Franceinfo : En tant que scientifique, pourquoi êtes-vous inquiet depuis que Trump a été élu ?

Andrew Rosenberg : La campagne a été très perturbante, en général, mais aussi sur les sujets liés à la science. Mais depuis l’élection, l'inquiétude grandit en raison des déclarations de Donald Trump, de l'équipe qu'il se choisit et des commentaires provenant du nouveau Congrès. Tous semblent suivre une même tendance : exclure la science.

Vous savez, ce qui se passe, c'est qu'on a désormais affaire à des individus très conservateurs, qui ont souvent travaillé dans les énergies fossiles. Et ils veulent avoir un rôle au sein du gouvernement. Ils ne croient pas dans la science climatique, ils ne croient pas dans les régulations pour les industries, ils pensent qu'on doit laisser l’industrie se débrouiller seule.

A titre personnel, je n'ai pas peur pour mon travail car je travaille dans une ONG. Je m'inquiète surtout du rôle que la science jouera dans les décisions politiques, des attaques qui pourraient viser les scientifiques ou encore des suppressions ou des manipulations possibles de la matière scientifique.

Vous craignez aussi pour le fruit de votre travail : les données.

Oui, et les scientifiques s'inquiètent beaucoup de la possibilité que le gouvernement ferme des sites contenant des informations scientifiques, concernant le réchauffement climatique par exemple, ou restreigne l'accès à ce genre de données. Cela n'est pas encore le cas – et j'espère que cela n'arrivera pas –, mais la communauté scientifique est préoccupée car il y a déjà eu des problèmes sous George W. Bush.
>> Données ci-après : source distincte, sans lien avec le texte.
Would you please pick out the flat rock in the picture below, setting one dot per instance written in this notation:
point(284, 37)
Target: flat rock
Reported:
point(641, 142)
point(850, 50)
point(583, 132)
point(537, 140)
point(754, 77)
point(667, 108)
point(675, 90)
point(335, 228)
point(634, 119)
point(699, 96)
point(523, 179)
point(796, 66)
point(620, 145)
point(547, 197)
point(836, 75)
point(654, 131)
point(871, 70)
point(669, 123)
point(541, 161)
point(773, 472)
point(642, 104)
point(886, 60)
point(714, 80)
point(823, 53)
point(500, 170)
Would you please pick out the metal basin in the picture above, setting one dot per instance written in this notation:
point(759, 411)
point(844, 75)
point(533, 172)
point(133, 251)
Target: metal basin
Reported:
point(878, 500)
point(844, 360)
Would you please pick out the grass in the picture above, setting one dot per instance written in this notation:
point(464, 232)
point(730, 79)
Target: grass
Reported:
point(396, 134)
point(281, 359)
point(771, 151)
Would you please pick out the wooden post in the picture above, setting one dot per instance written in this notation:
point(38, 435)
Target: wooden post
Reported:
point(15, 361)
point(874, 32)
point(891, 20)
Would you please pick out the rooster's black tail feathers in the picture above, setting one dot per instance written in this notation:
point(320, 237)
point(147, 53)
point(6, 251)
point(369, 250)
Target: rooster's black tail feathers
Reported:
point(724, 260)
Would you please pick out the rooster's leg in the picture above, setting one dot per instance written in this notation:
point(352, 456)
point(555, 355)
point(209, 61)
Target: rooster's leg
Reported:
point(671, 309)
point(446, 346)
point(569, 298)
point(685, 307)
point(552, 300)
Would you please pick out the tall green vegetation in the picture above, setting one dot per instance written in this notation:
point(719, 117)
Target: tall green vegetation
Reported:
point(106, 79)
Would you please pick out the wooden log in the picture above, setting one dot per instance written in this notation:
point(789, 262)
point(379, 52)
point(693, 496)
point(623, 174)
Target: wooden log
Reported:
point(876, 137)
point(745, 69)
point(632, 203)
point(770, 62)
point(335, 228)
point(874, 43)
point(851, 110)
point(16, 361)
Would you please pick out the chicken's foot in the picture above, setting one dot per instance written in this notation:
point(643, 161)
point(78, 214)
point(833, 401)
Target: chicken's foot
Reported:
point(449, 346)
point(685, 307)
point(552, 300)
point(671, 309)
En ce moment, on assiste donc à un effort des scientifiques pour tout archiver et protéger. Dans tout le pays, des chercheurs isolés, des groupes de scientifiques s'intéressent aux données qui pourraient disparaître. Nous devons prendre des précautions car après, il sera trop tard.

C'est le principe du "Data Refuge Project", lancé en fin d'année dernière, juste après l'élection de Donald Trump.

C'est un mouvement organisé par des bénévoles et assez significatif au sein du monde scientifique. Concrètement, les chercheurs se rapprochent de structures, comme des universités, des entreprises privées de confiance ou des organisations à but non lucratif, pour essayer de sauver leurs données.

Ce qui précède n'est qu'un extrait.